The total RNA was isolated with the ethanol precipitation protocol and CTAB-PBIOZOL reagent (Vazyme Biotech). RNA was qualified and quantified using a NanoDrop spectrophotometer and an Agilent 2100 bioanalyzer (Thermo Fisher Scientific, MA, USA). Transcriptome sequencing was performed on the BGISEQ500 platform (BGI-Shenzhen, China). The raw reads containing the sequencing adapter or with over 5% unknown bases (‘N’ base) and those whose low-quality reads base ratio (base quality ≤5) was greater than 20% were filtered by SOAPnuke (v1.5.2) [65]. Then the HISAT2 (v2.0.4) [66] was applied to align the clean reads to the maize reference genome GCF_000005005.2_B73_RefGen_v4(https://www.ncbi.nlm.nih.gov/assembly/GCF_000005005.2).

RSEM (v1.2.12) [67] was used to calculate the fragments per kilobase of transcript per million mapped reads (FPKM). DESeq2(v1.4.5) [68] was used to identify the DEGs with the criterion of fold change ≥2.00 and adjusted p-value ≤0.05.

Real-time RT-PCR

cDNA was synthesized from 0.5 μg of total RNA with HiScript®Q RT SuperMix for qPCR (Vazyme, China) according to the protocol. Quantitative RT-PCR was conducted using the StepOnePlus Real Time PCR system with ChamQ SYBR qPCR Master Mix (Vazyme, China). Gene specific primers (Table S2) were designed with QuantPrime qPCR primer design tool (https://quantprime.mpimp-golm.mpg.de). The primers ZmUBQ-qRT+/− were used to amplify the ubiquitin1 as control, and the relative gene expression data was calculated using 2-△△Ct method. Each sample had three biological repetitions with three technical replicates to minimize experimental error.

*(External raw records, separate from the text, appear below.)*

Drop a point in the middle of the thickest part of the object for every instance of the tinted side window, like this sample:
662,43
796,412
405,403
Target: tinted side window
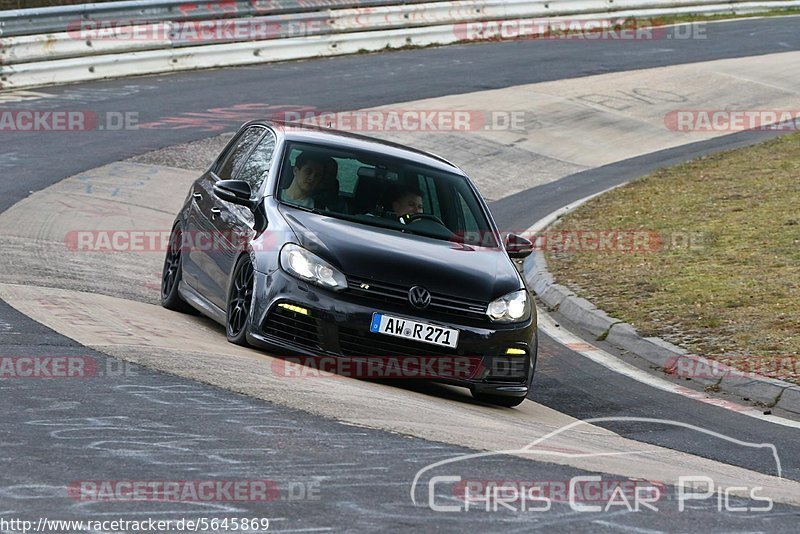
257,166
430,198
233,162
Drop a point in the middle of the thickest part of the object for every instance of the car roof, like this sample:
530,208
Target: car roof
293,131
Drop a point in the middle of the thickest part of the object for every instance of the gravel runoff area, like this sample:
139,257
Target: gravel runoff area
705,255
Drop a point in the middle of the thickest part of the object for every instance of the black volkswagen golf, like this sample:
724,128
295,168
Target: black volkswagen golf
324,244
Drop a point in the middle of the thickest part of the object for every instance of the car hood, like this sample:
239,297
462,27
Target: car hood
378,254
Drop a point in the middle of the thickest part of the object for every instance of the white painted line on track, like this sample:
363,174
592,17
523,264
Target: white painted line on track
609,361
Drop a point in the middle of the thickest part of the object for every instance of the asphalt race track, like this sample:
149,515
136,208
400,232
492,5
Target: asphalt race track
146,425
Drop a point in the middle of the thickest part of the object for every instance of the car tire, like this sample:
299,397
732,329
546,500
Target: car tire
172,272
498,400
240,301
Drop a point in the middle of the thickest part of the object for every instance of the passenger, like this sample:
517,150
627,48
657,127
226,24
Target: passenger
307,175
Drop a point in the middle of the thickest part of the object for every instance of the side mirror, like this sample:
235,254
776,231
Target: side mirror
517,246
235,192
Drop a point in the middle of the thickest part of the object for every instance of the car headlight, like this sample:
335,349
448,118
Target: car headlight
510,308
307,266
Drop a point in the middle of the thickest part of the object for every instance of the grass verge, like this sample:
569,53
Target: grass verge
710,260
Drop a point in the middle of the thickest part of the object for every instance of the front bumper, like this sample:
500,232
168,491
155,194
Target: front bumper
298,318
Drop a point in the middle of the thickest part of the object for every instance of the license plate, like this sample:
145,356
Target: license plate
414,330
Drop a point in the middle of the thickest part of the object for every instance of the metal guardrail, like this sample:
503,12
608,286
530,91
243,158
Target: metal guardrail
88,46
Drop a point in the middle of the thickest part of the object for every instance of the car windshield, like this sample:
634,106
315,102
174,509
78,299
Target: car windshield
375,190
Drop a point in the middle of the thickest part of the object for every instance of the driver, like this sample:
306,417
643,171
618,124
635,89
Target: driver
406,201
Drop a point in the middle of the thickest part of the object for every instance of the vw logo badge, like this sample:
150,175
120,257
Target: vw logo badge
419,297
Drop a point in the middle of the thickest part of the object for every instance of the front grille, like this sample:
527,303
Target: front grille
293,327
512,369
396,294
447,362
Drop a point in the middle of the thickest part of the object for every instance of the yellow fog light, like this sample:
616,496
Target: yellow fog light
292,307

Gene ontology and KEGG pathway enrichment analysis

ClueGO (v. 2.5.7) [69], a Cytoscape plug-in software of Cytoscape, was employed to conduct the gene ontology (GO) enrichment analysis (p-value corrected with Bonferroni step down ≤0.05). KEGG (https://www.kegg.jp/) enrichment analysis was performed by Phyper (https://en.wikipedia.org/wiki/Hypergeometric_distribution) based on the hypergeometric test (p-value corrected with Bonferroni step down ≤0.05). MAPMAN software [70] was used to identify the genes in AF99 and AF32 that responded to A. flavus infection.

Weighted gene co-expression network analysis

The R package for weighted gene co-expression network analysis (WGCNA) was used for describing correlation patterns among genes across multiple samples [71, 72]. All gene expression data were standardized based on log2(1 + FPKM) values, and soft threshold = 12, based on the scale-free topology criterion, was selected to generate an adjacent matrix. Then the adjacency matrix was converted to a topological overlap matrix (TOM), and the genes were hierarchically clustered based on dissimilarity between genes. The dynamic tree-cutting algorithm was used to cut the hierarchal clustering dendrogram (mergeCutHeight = 0.25) and modules were defined (the minimum number of modules was 30). To estimate the association of modules with gene-specific expression (genotype-specific or infection stage-specific expression), the binary indicator (stages/genotypes = 1 and all other samples = 0) was used as described [72, 73]. At each time point, stage−/genotype-specific modules (|r| > 0.35, p < 0.05) and hub genes (|gene significance| > 0.4 and |intramodular connectivity in interesting modules| > 0.9) were identified. Cytoscape software version 3.6.0 [74] was used to visualize co-expression networks. The Venn diagrams and heatmaps were drawn using the TBtools [75].